Game of Thrones' flagship couple, which naturally on such an unsettling series also happens to be incestuous, has seen better days in Westeros. Jaime and Cersei Lannister have lost two of their three children, and have fallen out of the good graces of their third, King Tommen. Over the last few episodes, Tommen has removed Jaime from his position as Lord Commander of the Kingsguard and thrown away Cersei's option to elect that her forthcoming trial be decided with a trial by combat, essentially dooming her to punishment.
Despite all the turmoil currently facing the Lannister twins, the one thing that's stayed consistent throughout the show is their devotion to each other. As Jaime plainly stated to an imprisoned Edmure Tully on Sunday's episode, he'd do anything to be with her (viewers have been keenly aware of this fact since the pilot).
However, some fans are theorizing that the duo's romance will have a heartbreaking conclusion befit for a Greek tragedy, and that we may see it come to fruition by the end of this season. As redditor RobertGoulet850 explains in his version of the highly popular theory, Cersei will burn part of King's Landing to the ground with wildfire; Tommen will be killed; and Jaime, in all his rage, will choke her to death and die himself shortly after.
At surface level, it sounds rather presumptive given their current status in the show. However — like most of Cersei's personal misfortunes — its validity harps back to the witch's prophecy from her childhood, nearly all of which has come to fruition thus far. Cersei did marry a king and had three children, while Robert had several more bastards. It also stated she'd lose everything to a younger, more beautiful queen (many interpret this to be Queen Margaery) and that all of her children would be killed.
With two of her children already dead, Tommen's death now feels ominously imminent.
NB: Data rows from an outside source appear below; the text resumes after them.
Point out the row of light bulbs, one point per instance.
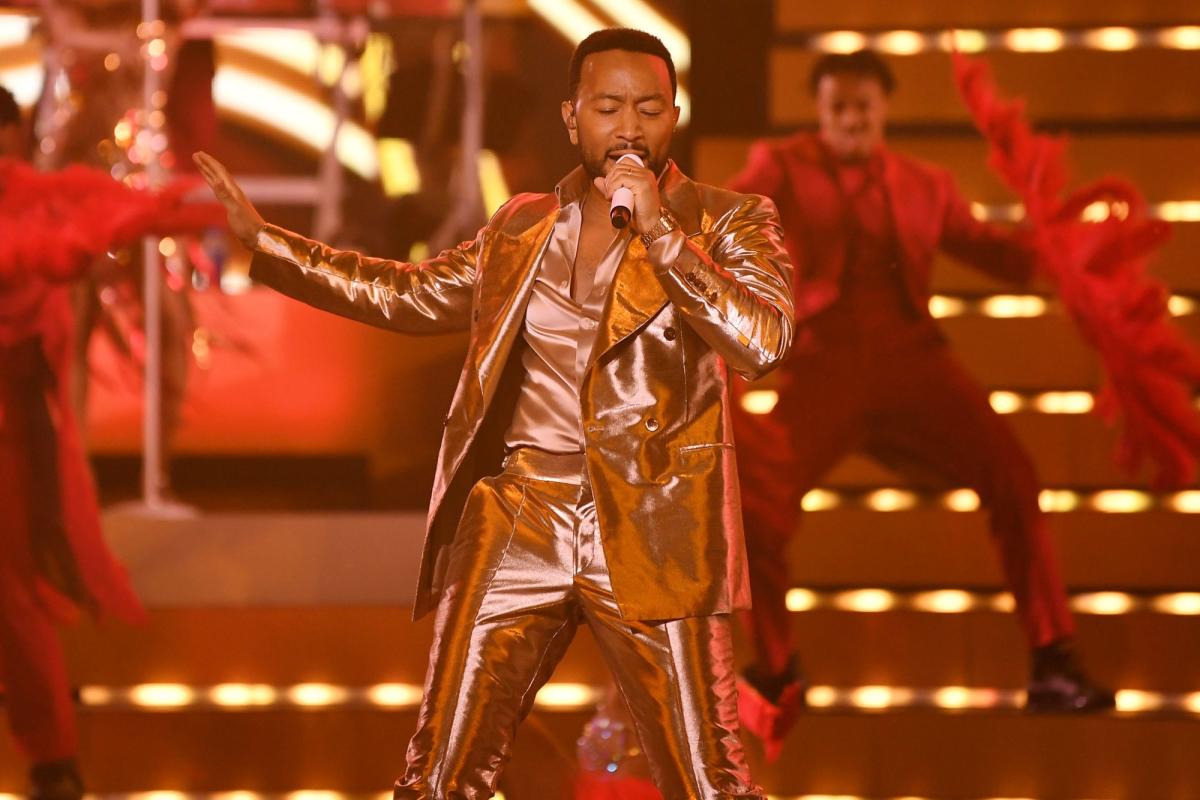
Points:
(1017, 40)
(576, 697)
(324, 794)
(961, 601)
(889, 499)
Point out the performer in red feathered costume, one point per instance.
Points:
(53, 559)
(871, 372)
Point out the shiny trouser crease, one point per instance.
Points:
(526, 569)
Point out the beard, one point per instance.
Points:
(597, 164)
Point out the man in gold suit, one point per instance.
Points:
(587, 470)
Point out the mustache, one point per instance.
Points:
(645, 152)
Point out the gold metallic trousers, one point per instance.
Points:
(526, 569)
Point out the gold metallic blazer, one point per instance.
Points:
(654, 397)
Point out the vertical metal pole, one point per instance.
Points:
(151, 422)
(329, 202)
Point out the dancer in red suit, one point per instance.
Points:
(53, 561)
(870, 371)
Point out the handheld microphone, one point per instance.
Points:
(621, 210)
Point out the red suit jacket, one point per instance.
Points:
(51, 537)
(928, 215)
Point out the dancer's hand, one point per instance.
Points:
(245, 221)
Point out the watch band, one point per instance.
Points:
(665, 224)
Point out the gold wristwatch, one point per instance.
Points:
(665, 224)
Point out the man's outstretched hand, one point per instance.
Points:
(244, 220)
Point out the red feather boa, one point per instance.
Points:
(1099, 272)
(54, 223)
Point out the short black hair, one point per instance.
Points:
(865, 64)
(10, 112)
(617, 38)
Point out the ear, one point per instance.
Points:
(569, 120)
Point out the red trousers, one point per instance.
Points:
(53, 559)
(905, 400)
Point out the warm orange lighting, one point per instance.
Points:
(1065, 402)
(1035, 40)
(760, 401)
(801, 600)
(559, 696)
(395, 695)
(1014, 306)
(317, 695)
(1005, 402)
(820, 500)
(963, 500)
(1121, 501)
(901, 42)
(1057, 500)
(161, 695)
(1185, 37)
(945, 601)
(942, 307)
(243, 695)
(1103, 602)
(865, 601)
(1186, 603)
(1131, 701)
(840, 41)
(1113, 38)
(891, 500)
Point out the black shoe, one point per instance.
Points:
(1060, 685)
(55, 781)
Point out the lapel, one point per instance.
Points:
(636, 293)
(906, 211)
(508, 271)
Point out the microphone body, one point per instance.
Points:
(621, 209)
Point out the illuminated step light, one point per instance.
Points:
(904, 42)
(1105, 603)
(162, 696)
(1057, 500)
(963, 601)
(820, 500)
(1014, 306)
(396, 696)
(1035, 40)
(802, 600)
(891, 499)
(1186, 603)
(1113, 38)
(963, 500)
(1131, 701)
(1006, 402)
(243, 695)
(1122, 501)
(1185, 37)
(1065, 402)
(317, 695)
(567, 696)
(760, 401)
(964, 698)
(1176, 210)
(865, 601)
(840, 41)
(1019, 40)
(943, 307)
(946, 601)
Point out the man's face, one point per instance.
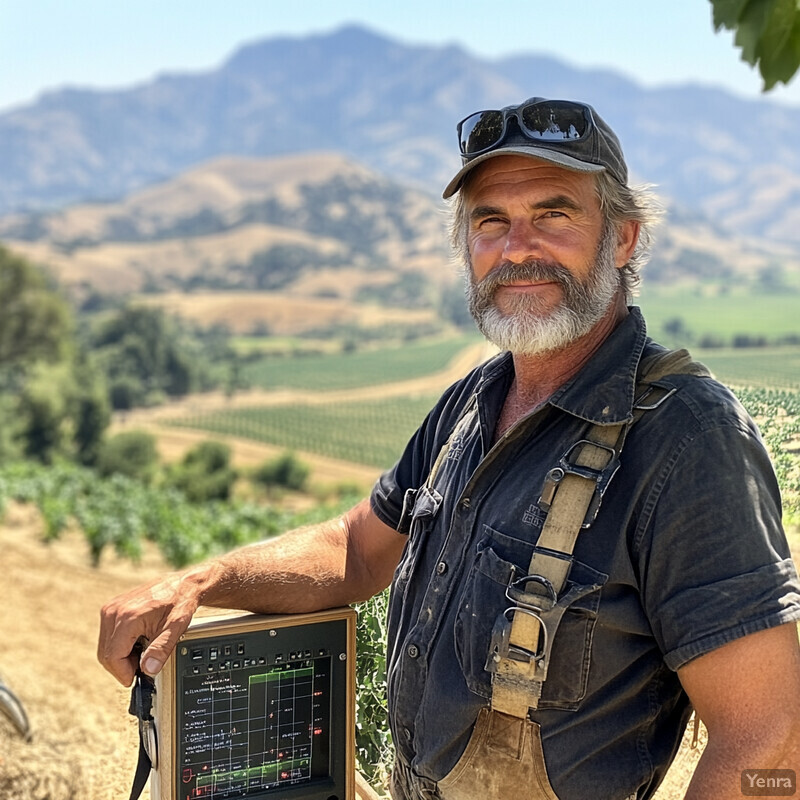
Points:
(543, 265)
However, an additional part of the prophecy from George R.R. Martin's novels that was omitted from the show was her own eventual death. Per the witch, "the valonqar shall wrap his hands about your pale white throat and choke the life from you."
The key here is the term "valonqar," which in High Valyrian translates to "little brother." Now, it's clear from Cersei's actions that she perceives the valonqar to be her little brother Tyrion, but Jaime could also technically be the valonqar, since he was the latter twin to leave their mother's womb.
Jaime's motivations for killing Cersei would make sense in light of Tommen's decision to remove trial by combat as an option for her trial, coupled with her conversation with Qyburn when he informs her that the "rumors" he was investigating are true. If these rumors happen to be related to wildfire that was stored in the Red Keep by the "Mad King" Aerys II Targaryen, it could be her last-ditch effort to escape her trial and, ultimately, to kill the High Sparrow. It would also give payoff for all the times Cersei has threatened to literally "burn cities to the ground" for her family.
But like the substance's infamous volatility, the plan could lead to some unwanted consequences or unexpected deaths. This could include Tommen, and regardless of the extent of the damage to King's Landing, the theory stipulates that Jaime will kill Cersei for hatching such a demented plan and will in turn come full circle on the moment that defined his character and earned him the name "Kingslayer": killing the Mad King to save thousands of commonfolk from wildfire.
If true, the twisted irony of Jaime telling Cersei "fuck prophecy, fuck fate" would culminate with a chain of events leading to the very death that she's been so consciously aware of since she was a child. It's certainly cruel, but as Ramsay Bolton so eloquently put it, this isn't the type of show that doles out happy endings.